Page 3 of 3
In a country where homosexual acts are outlawed — and, in some cases, punishable by death — Shery isn't afraid to walk in public holding his boyfriend's hand.
"If two men are together and they show romantic affection in public, no one actually gives it a second glance," Shery says of his experience growing up in Pakistan, a culture he describes as "homo-affectionate." "On that front, it's a little more comfortable to live there."
But while they can be affectionate, they can't adopt children, hold property together or risk telling their parents about their relationship. (Shery asked that his last name not be used.)
And since it's expected that "children [take] care of you when you get old," Shery says, "there are no old-age homes. It is scary if you're by yourself. There is no safety structure."
One of the four international scholars at Pitt, Shery has long struggled to reconcile his sexual identity with Islam, his parents and, most of all, himself.
"For 19 years I thought I was the only gay man in Pakistan. I didn't have any friends who were gay. I was a little effeminate; I was harassed in my school a lot — even in the college and university, I segregated myself," the 31-year-old recalls.
Still, Shery landed a coveted well-paying job as an engineer at Siemens/Nokia in Pakistan after college — hating almost every moment of it. He'd begun to meet gay people in Pakistan; his first exposure came at 19, when he discovered online forums where men would arrange to have sex with other men.
"I wasn't comfortable having sex back then," he says, but it was a relief that other people had the same feelings.

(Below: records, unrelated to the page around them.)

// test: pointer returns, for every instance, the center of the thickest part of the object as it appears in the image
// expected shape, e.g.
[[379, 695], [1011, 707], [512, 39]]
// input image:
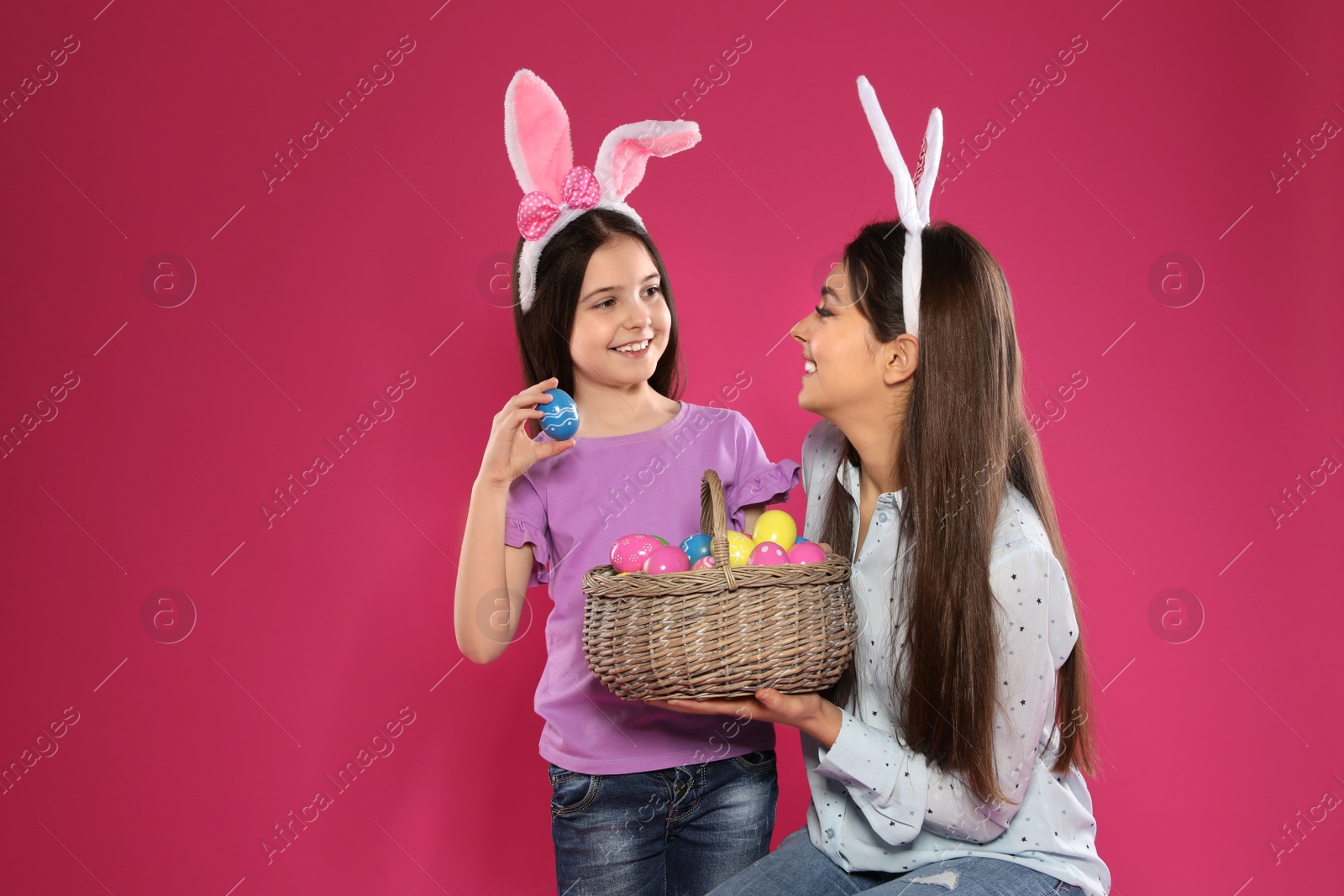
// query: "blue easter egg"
[[696, 546], [561, 418]]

After five years as an engineer, he quit, told his parents he got fired, and considered showing up at a meeting for Naz Health Alliance, an organization that provides resources to men who have sex with men, and to transgender people. Even though he worried there would be photos of him at the meeting, and that he'd be publicly outed, he attended.
The organization was just getting off the ground in 2007 as the AIDS crisis in Pakistan intensified. Between 2005 and 2013, the number of people suffering AIDS-related deaths in Pakistan increased fourfold — just one of the problems Naz sought to address.
The organization had enough funding to open six community centers in five cities across Pakistan. It offers snacks and STD testing and serves as "a place where they could mobilize easily without the threat of being harassed," Shery says. It was also a place where he finally felt accepted.
Shery rose through the ranks and says the organization often flies under the radar, which sometimes makes it difficult to do effective public messaging and get HIV-positive people into treatment. In addition to laws against homosexual behavior left by British colonizers, "The hardest is the Sharia law, under which people could even be sentenced to death if they are found having sex outside their marriage ... and gay marriage isn't legalized," Shery explains.
And even among the people who overcome the stigma of getting tested, many people who learn they are HIV-positive are never treated.
That's a problem Shery is trying to address while he's at Pitt. He's designing a study that asks why people who know their status are never treated, which could eventually lead to interventions to interrupt that pattern.
Most of his theories about why people don't get care are broad and anecdotal: "We are doing work, but we don't know how to properly document it, how to publish it, analyze it," he says.
For Stall, the Pitt researcher who oversees each project, a project like Shery's is an example of the program's purpose: to support people who already have relationships with public-health organizations "where they could actually make something happen."
"These are the folks on the front lines, and we're trying to give them some of the tools they need to create data, be able to interpret data, and use the data to be resources in their home countries for the fight against HIV," Stall explains.
Watch Stall interact with the international scholars long enough, and it's clear he has a deep reverence for their research. They're asking fundamental questions about HIV in their countries, to be sure, but they're questions no one else has been brave enough to pursue.
"They're working in circumstances that as Americans, we just can't imagine," Stall says. "Each of [them] are heroes of the AIDS epidemic."